The parents, identified only as S.L. and D.J., argued that the ERC program interfered with their ability to pass on the Catholic faith to their children. They requested to have their children exempt from the program, but the school board refused.
In upholding the Quebec Court of Appeal’s dismissal, the top court said the parents had not proved their right to freedom of religion had been violated.
“Although the sincerity of a person’s belief that a religious practice must be observed is relevant to whether the person’s right to freedom of religion is at issue, an infringement of this right cannot be established without objective proof of an interference with the observance of that practice. It is not enough for a person to say that his or her rights have been infringed. The person must prove the infringement on a balance of probabilities,” the court stated in S.L. v. Commission scolaire des Chênes.
Nathalie Des Rosiers, general counsel of the Canadian Civil Liberties Association, which was an intervener in the case, says the ruling applied the test for freedom of religion in Canada in a slightly different way. “It does recognize the difference between indoctrination and instruction, and supports the view that you can educate children about different religions without violating the freedom of expression of them,” she says.
According to the ruling: “[S.L. and D.J.] claim that the ERC Program is not in fact neutral and that students following the ERC course would be exposed to a form of relativism which would interfere with their ability to pass their faith on to their children. They also maintain that exposing children to various religious facts is confusing for them. The evidence demonstrates, firstly, that the Ministère’s formal purpose does not appear to have been to transmit a philosophy based on relativism or to influence young people’s specific beliefs. Exposing children to a comprehensive presentation of various religions without forcing the children to join them does not constitute an indoctrination of students that would infringe the freedom of religion of L and J.
“Furthermore, the early exposure of children to realities that differ from those in their immediate family environment is a fact of life in society. The suggestion that exposing children to a variety of religious facts in itself infringes their religious freedom or that of their parents amounts to a rejection of the multicultural reality of Canadian society and ignores the Quebec government’s obligations with regard to public education.”
On behalf of the majority decision, Justice Marie Deschamps wrote: “The societal changes that Canada has undergone since the middle of the last century have brought with them a new social philosophy that favours the recognition of minority rights. The developments in the area of education that have taken place in Quebec and that are at issue in this appeal must be situated within this larger context. Given the religious diversity of present-day Quebec, the state can no longer promote a vision of society in public schools that is based on historically dominant religions.”

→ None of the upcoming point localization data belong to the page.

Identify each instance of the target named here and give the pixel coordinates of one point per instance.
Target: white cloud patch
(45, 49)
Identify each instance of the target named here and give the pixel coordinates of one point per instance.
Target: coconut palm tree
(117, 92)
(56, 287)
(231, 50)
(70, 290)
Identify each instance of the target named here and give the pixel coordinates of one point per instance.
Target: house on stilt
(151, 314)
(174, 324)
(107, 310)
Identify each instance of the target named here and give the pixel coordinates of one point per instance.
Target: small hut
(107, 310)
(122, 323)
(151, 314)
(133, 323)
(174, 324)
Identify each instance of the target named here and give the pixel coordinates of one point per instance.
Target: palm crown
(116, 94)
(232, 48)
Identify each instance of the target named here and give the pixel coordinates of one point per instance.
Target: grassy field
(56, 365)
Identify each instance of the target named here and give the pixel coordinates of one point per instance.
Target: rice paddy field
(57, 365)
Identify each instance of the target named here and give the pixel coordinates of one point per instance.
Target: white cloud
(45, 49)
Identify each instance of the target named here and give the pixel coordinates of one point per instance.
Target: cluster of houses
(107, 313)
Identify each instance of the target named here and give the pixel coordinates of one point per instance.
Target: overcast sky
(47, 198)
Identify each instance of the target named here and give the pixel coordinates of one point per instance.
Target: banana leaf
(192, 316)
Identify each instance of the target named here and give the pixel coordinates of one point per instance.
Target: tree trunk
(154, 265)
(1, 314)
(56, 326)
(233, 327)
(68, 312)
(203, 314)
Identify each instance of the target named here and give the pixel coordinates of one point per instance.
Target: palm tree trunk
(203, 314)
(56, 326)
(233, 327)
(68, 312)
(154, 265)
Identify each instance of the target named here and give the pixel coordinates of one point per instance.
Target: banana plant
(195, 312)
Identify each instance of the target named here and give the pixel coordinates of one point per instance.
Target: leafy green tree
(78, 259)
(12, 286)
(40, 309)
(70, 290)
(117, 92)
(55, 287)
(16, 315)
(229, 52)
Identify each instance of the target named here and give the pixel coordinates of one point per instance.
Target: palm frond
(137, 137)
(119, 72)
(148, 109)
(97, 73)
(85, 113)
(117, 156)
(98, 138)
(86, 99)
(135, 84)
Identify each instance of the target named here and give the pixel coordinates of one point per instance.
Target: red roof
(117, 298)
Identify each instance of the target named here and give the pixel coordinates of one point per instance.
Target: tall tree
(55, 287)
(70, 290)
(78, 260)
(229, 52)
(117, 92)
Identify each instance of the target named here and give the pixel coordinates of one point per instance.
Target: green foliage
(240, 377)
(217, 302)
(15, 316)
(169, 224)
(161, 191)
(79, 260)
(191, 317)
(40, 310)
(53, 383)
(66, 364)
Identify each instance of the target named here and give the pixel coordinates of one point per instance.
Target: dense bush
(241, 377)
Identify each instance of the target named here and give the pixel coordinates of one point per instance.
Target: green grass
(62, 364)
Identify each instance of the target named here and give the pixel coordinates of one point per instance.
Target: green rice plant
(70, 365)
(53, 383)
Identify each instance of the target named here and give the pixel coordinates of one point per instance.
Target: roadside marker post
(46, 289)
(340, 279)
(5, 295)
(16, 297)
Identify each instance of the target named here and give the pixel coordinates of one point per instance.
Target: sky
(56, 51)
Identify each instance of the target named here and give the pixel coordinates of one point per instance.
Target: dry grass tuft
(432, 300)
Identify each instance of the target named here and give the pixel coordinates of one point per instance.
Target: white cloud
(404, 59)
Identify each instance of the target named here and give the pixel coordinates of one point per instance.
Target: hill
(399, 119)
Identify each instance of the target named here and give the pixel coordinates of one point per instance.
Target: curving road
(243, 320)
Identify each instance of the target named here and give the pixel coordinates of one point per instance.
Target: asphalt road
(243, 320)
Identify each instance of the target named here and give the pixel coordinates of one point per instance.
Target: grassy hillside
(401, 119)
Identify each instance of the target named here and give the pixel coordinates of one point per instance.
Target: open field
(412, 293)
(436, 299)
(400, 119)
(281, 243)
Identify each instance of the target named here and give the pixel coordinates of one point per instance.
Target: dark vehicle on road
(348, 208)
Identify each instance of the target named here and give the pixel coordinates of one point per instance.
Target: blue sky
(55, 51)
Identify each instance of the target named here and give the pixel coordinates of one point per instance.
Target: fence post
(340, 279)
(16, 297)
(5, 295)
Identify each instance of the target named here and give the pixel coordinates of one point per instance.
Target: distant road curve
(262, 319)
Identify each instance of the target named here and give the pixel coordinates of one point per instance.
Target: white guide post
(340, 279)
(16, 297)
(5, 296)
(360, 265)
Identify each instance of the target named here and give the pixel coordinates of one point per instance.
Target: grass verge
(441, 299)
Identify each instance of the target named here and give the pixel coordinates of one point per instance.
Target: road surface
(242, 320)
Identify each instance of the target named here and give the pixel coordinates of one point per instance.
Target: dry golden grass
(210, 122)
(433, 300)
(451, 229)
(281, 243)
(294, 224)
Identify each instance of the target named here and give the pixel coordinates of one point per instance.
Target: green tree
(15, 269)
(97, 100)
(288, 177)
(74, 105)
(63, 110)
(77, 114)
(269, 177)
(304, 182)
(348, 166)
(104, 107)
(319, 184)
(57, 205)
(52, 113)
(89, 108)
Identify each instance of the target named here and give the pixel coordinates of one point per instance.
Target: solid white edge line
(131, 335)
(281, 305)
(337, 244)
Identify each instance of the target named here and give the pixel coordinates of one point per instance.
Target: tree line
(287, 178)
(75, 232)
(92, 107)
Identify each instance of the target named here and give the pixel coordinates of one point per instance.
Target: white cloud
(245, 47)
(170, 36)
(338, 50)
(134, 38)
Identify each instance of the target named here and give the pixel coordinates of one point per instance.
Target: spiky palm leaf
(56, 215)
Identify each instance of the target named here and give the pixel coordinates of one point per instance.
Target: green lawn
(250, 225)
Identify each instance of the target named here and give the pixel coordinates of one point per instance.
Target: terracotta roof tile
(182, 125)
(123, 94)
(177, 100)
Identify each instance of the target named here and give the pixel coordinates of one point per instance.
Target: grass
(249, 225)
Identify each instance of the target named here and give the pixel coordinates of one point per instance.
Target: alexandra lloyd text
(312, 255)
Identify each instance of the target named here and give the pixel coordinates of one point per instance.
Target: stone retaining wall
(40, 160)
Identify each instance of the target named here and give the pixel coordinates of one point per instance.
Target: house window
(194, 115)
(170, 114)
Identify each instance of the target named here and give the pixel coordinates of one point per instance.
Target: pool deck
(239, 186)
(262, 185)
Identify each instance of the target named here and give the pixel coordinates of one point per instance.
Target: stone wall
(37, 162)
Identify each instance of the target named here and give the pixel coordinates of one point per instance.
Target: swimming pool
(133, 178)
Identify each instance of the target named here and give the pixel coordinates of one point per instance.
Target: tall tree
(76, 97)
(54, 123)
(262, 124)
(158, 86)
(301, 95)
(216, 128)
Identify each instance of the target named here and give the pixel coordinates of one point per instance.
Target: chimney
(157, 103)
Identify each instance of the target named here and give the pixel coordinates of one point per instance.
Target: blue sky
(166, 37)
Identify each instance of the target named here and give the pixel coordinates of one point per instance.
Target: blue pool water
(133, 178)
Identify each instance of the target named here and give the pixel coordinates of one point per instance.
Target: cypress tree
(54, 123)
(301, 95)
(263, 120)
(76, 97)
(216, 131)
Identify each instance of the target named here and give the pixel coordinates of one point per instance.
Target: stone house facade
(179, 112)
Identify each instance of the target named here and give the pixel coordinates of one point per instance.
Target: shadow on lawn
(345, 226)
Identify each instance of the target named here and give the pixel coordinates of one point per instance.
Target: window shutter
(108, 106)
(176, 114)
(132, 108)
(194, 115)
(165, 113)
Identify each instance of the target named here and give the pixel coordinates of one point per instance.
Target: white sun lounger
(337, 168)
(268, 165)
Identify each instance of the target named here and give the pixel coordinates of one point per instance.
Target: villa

Des Rosiers says there was very little evidence about the way the ERC program is taught, but the ruling validates it anyway. “[Justice Louis] LeBel does indicate that on a better factual basis if the course was not taught in a neutral fashion or if it was taught in a way that discredited some religious beliefs, then certainly there would be a violation of freedom of religion.”
It will be interesting to see how the ERC program plays out, she adds. “[The ruling] does recognize that state neutrality must reflect itself in the public education system,” Des Rosiers tells Legal Feeds. “It does state that very clearly — the state cannot give precedence to one religion over another and cannot indoctrinate. So it will be a fine line in terms of how the course will be taught in terms of whether it truly presents a pluralistic view of all religion or whether indeed it fosters indoctrination.”